Marc avait oublié ce personnage, qui tenait jadis son destin entre ses mains. Tout cela lui semblait dater d’un siècle. Debout sur le trottoir, Alain paraissait plus petit encore qu’assis derrière son comptoir. Teint mat et queue-de-cheval : un Peau-Rouge miniature.

Marc balaya sa mèche, d’un geste réflexe, et chercha une réplique : il ne trouvait rien. Il ne savait même pas si le postier parlait d’une Élisabeth réelle ou s’il avait compris depuis longtemps qu’elle n’existait pas.

Il finit par balbutier :

— Heu… tout va bien, maintenant.

Alain le gratifia d’un clin d’œil :

— Il faut qu’elle vienne chercher ses lettres.

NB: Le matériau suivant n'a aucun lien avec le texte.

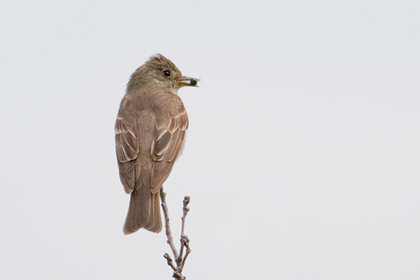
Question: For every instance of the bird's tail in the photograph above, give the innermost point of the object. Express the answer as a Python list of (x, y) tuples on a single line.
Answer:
[(143, 212)]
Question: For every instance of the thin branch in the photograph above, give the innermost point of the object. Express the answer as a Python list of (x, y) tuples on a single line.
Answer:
[(170, 263), (167, 225), (185, 242), (185, 212)]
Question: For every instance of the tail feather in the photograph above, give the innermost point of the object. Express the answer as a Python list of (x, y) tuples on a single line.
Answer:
[(143, 212)]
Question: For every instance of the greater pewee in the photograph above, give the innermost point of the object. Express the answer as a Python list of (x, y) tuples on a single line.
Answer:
[(149, 135)]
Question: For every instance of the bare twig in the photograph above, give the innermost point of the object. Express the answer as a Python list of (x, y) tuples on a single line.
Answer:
[(167, 225), (185, 212), (170, 263), (185, 242)]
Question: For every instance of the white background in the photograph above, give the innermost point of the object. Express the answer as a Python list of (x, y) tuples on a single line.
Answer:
[(302, 157)]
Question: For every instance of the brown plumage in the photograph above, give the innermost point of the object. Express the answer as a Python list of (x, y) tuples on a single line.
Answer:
[(149, 134)]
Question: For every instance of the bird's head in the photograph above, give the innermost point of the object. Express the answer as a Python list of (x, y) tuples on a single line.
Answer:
[(160, 72)]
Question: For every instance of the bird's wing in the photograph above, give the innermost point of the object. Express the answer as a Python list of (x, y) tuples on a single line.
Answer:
[(167, 147), (127, 146)]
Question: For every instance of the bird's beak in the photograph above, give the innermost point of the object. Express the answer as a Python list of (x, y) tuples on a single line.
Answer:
[(187, 81)]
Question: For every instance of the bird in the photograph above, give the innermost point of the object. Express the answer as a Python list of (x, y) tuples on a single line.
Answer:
[(149, 137)]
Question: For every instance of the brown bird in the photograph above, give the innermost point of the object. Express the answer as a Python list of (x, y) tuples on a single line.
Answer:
[(149, 136)]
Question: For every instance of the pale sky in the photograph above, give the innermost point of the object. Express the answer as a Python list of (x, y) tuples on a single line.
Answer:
[(302, 157)]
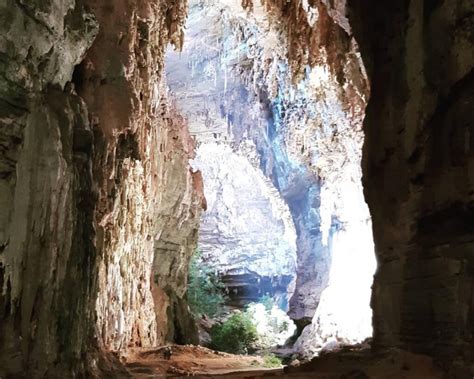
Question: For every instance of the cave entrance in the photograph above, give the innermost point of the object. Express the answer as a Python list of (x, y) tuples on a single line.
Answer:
[(280, 155)]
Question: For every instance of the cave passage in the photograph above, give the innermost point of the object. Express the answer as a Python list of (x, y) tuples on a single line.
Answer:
[(285, 216)]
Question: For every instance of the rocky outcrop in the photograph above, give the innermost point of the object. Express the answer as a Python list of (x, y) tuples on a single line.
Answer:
[(246, 233), (306, 124), (99, 207), (149, 201), (418, 159), (46, 236)]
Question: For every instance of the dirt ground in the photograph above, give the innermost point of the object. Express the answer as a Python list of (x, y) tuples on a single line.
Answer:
[(188, 360), (354, 363)]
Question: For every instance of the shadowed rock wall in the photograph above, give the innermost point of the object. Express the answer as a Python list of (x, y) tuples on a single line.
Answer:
[(99, 210), (418, 171)]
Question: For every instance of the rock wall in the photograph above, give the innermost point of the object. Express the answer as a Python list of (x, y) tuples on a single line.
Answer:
[(148, 206), (99, 210), (306, 124), (418, 171), (46, 198), (246, 233)]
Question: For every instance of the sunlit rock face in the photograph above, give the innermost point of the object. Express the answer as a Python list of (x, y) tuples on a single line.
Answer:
[(298, 93), (99, 208), (149, 201), (246, 233)]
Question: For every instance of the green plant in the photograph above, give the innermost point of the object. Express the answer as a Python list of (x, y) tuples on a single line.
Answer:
[(205, 289), (271, 361), (267, 301), (236, 335)]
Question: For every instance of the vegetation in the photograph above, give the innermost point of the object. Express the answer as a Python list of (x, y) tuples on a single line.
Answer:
[(267, 301), (236, 335), (205, 290), (271, 361)]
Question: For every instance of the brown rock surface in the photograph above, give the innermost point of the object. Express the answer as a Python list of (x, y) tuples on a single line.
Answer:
[(418, 171), (98, 205)]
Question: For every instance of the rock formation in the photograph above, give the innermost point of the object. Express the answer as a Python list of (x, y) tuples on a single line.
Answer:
[(99, 208), (418, 159), (306, 130)]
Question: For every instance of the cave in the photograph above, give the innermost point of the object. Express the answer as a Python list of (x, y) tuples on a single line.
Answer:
[(307, 147)]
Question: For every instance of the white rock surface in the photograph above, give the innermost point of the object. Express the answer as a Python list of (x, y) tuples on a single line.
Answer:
[(247, 227)]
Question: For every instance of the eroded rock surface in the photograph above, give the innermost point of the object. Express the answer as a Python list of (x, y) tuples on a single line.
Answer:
[(418, 178), (99, 208), (306, 125)]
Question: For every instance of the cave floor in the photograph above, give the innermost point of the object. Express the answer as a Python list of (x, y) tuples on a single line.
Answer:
[(189, 360), (198, 361)]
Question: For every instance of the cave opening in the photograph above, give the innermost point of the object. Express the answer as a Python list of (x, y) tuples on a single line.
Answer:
[(279, 152)]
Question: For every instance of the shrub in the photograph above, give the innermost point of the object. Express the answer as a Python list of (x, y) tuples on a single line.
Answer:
[(267, 301), (205, 289), (236, 335), (271, 361)]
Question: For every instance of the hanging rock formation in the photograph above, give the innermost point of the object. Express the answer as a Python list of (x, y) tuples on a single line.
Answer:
[(306, 125), (99, 208)]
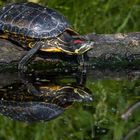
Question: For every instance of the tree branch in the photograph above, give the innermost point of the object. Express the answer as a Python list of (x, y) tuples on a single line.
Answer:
[(109, 49)]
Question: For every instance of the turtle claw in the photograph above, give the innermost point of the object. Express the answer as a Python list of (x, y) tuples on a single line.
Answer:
[(22, 67)]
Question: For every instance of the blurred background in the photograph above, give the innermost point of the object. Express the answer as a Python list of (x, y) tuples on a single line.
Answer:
[(84, 122)]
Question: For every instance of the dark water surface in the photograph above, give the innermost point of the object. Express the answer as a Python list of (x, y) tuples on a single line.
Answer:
[(104, 104)]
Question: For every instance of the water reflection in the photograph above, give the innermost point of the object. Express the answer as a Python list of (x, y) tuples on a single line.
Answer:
[(31, 98)]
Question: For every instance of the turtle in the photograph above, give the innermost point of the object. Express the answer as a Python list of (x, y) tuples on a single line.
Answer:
[(40, 28), (18, 103)]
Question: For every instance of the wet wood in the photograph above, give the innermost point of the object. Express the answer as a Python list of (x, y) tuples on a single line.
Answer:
[(110, 48)]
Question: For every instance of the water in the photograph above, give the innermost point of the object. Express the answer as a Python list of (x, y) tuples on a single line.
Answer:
[(104, 104)]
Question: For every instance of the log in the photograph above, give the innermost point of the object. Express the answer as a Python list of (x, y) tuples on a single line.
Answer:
[(108, 51)]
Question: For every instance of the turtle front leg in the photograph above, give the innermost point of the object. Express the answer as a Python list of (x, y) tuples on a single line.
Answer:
[(22, 64)]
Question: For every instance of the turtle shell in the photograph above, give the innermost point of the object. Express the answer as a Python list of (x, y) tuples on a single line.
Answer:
[(32, 20)]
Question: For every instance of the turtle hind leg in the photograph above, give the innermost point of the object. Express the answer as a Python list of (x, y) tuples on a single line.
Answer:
[(22, 64)]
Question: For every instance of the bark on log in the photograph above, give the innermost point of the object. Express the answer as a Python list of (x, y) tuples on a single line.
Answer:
[(109, 49)]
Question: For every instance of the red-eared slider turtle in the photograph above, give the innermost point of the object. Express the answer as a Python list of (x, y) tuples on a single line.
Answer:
[(39, 28)]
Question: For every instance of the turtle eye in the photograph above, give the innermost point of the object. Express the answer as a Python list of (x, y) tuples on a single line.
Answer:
[(78, 41)]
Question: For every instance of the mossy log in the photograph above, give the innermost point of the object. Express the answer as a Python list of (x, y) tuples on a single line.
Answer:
[(109, 51)]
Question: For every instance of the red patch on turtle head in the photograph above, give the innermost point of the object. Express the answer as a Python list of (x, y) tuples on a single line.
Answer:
[(78, 41)]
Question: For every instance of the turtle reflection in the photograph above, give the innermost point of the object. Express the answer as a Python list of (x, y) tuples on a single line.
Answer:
[(18, 103)]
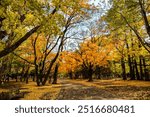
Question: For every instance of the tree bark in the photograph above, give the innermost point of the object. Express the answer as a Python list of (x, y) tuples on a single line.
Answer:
[(55, 74), (123, 69)]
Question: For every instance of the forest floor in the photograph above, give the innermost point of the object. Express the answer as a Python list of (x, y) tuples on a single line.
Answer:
[(83, 90)]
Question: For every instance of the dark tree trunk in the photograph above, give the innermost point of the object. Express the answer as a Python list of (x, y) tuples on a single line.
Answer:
[(90, 74), (70, 75), (136, 69), (145, 71), (141, 69), (123, 69), (130, 67), (55, 74)]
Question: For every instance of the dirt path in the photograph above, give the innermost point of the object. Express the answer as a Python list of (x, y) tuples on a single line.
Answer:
[(75, 91), (82, 90)]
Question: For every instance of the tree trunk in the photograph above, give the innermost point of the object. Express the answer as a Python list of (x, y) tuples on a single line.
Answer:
[(55, 74), (136, 69), (90, 74), (123, 69), (141, 69), (145, 71)]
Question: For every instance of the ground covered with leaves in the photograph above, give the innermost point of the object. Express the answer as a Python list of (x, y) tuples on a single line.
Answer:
[(80, 90)]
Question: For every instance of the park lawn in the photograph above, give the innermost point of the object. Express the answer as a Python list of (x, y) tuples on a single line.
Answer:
[(112, 82), (31, 90), (120, 89)]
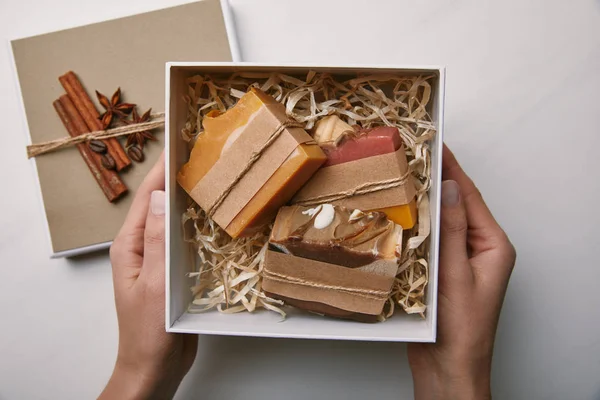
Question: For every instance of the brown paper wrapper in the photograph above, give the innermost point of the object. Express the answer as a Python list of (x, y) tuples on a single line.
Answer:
[(256, 132), (342, 178), (361, 290)]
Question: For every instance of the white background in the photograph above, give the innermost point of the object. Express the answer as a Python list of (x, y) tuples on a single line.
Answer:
[(523, 116)]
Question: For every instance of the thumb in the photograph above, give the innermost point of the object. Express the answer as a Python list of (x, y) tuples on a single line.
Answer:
[(454, 260), (154, 237)]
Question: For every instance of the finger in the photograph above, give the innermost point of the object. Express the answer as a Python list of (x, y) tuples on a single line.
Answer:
[(482, 225), (455, 270), (155, 180), (127, 249), (153, 272)]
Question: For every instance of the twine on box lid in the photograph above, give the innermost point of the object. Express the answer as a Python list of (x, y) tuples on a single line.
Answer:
[(34, 150)]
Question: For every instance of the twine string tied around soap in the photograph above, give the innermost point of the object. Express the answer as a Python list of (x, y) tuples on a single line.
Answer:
[(34, 150), (365, 188), (365, 293), (254, 157)]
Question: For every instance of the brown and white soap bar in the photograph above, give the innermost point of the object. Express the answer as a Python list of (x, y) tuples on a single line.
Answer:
[(336, 235)]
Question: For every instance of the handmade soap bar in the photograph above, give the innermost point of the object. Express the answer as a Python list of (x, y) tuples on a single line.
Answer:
[(369, 143), (336, 235), (225, 148), (328, 129), (363, 144)]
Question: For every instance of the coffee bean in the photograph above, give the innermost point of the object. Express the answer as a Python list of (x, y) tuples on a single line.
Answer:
[(135, 153), (108, 162), (98, 146)]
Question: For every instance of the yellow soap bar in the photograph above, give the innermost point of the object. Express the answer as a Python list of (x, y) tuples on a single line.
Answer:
[(220, 131), (404, 215), (278, 190)]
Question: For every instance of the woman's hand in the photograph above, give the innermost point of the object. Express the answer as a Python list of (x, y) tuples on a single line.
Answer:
[(476, 260), (150, 362)]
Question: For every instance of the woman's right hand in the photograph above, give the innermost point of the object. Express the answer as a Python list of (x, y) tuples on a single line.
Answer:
[(476, 261)]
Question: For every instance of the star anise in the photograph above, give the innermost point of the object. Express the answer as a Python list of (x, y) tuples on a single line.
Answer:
[(139, 138), (114, 108)]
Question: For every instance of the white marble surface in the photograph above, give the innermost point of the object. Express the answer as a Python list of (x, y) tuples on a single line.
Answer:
[(522, 115)]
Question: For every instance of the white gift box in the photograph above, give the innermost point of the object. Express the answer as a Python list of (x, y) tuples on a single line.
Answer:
[(298, 324)]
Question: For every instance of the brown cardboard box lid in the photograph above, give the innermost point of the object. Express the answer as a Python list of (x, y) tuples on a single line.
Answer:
[(131, 53)]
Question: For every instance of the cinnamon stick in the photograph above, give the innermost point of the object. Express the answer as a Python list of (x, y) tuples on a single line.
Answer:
[(87, 110), (109, 181)]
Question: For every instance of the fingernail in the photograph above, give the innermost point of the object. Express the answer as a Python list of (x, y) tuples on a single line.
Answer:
[(450, 193), (157, 203)]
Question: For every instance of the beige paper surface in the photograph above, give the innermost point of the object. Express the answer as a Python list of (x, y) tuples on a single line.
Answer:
[(347, 176), (300, 278), (256, 132), (131, 53)]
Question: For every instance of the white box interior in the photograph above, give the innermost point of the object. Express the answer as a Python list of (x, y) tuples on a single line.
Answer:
[(181, 257)]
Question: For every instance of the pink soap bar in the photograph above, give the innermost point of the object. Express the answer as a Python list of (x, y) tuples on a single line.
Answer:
[(363, 144)]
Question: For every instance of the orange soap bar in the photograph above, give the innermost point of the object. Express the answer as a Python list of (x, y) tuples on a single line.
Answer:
[(221, 130), (404, 215)]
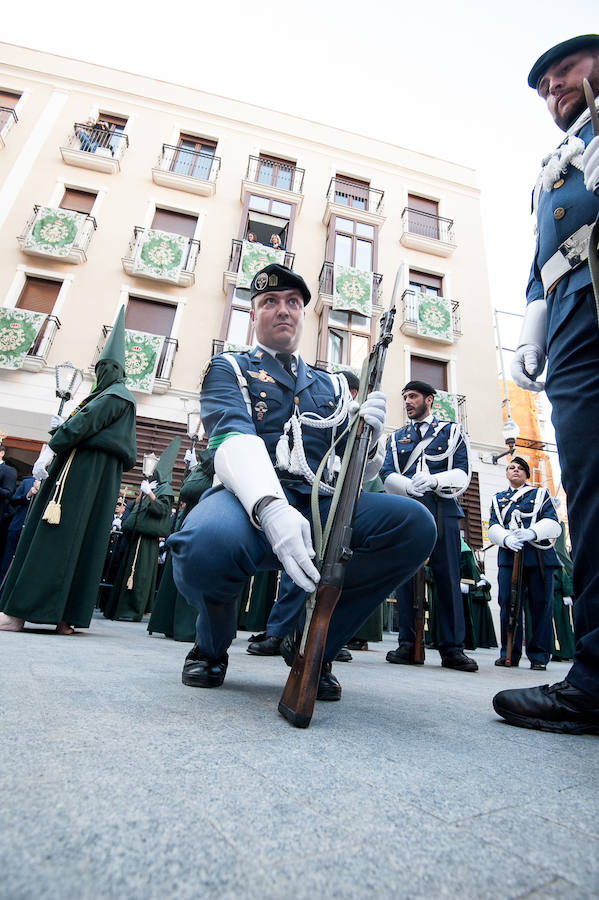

— Elle a reçu des lettres ?

Le Vietnamien éclata de nouveau de rire :

— Vingt-huit !

Trente minutes plus tard, Marc sortait du bureau de poste, les bras chargés d’enveloppes. Alain avait bien voulu les lui remettre, bien que le contrat de réexpédition soit expiré depuis longtemps.

Il s’arrêta pour lire les enveloppes. Elles portaient toutes le même en-tête, un symbole écrit en arabe. À l’évidence, après la mort de Jimmy, Reverdi avait utilisé une association musulmane pour expédier son courrier en toute discrétion. Il comprenait mieux les articles selon lesquels Jacques s’entourait d’islamistes.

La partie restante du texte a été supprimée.